National Review, in E-Mail Blasts, Warns of ‘FEMA Camps’
National Review feeds the FEMA camp fearing fever swamps of the right.
The National Review, founded by conservative intellectual William Buckley in 1955, describes itself as America’s most influential conservative journal and, certainly for most of its life, it has been that. While it did defend for many years the segregationist leaders of the South, it has generally portrayed itself as the voice of responsible conservatism, and in fact did effectively marginalize anti-Semites, the conspiracist John Birch Society, and a variety of immigrant-bashing nativists.
So what’s it doing promoting the myth of FEMA concentration camps?
In a fascinating investigative article at ThinkProgress, writer Zack Beauchamp details what looks an awful lot like a scam run by a company called Reboot Marketing, founded by one Allen Baler. The story details how the company makes a fortune running such online marketing firms as Food4Patriots, Power4Patriots, SurvivalSeeds4Patriots, Water4Patriots and the Patriot Alliance.
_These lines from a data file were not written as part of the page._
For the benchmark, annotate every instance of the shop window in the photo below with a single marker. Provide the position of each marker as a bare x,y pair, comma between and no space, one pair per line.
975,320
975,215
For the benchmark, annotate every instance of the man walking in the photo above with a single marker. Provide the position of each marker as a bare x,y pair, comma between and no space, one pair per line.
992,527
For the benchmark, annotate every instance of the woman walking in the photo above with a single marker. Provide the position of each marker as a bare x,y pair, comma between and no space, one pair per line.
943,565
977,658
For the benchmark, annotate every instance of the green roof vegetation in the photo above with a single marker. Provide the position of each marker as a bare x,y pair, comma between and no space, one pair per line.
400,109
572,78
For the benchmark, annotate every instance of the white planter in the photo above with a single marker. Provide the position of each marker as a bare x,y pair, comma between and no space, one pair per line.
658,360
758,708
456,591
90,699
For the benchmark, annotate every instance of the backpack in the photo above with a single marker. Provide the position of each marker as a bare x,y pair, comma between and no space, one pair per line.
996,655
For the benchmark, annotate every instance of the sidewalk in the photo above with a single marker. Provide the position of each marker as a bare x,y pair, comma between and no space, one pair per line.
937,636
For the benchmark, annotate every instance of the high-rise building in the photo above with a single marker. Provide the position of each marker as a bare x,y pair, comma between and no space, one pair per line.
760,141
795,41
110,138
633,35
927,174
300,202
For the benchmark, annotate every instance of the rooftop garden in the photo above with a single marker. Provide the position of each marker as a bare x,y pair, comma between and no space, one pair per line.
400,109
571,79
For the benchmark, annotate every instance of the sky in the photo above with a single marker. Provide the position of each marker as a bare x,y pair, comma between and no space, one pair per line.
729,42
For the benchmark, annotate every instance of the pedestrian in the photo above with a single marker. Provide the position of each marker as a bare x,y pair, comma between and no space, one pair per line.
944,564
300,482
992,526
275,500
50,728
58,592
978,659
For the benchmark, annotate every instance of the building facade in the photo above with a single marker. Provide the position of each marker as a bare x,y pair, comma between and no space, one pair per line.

But a special point of interest for Hatewatch is the way Beauchamp describes marketing E-mails from the National Review promoting sponsoring advertiser Food4Patriots. They rant about the Federal Emergency Management Agency’s “Dirty Little Secret,” warn that it has snapped up “420 million survival meals” because it knows that is the best way to control the population, and suggest a terrible crisis is coming. The Review urges readers to buy Food4Patriots’ survival products to “make darn sure your family won’t go hungry or get herded into a FEMA camp.”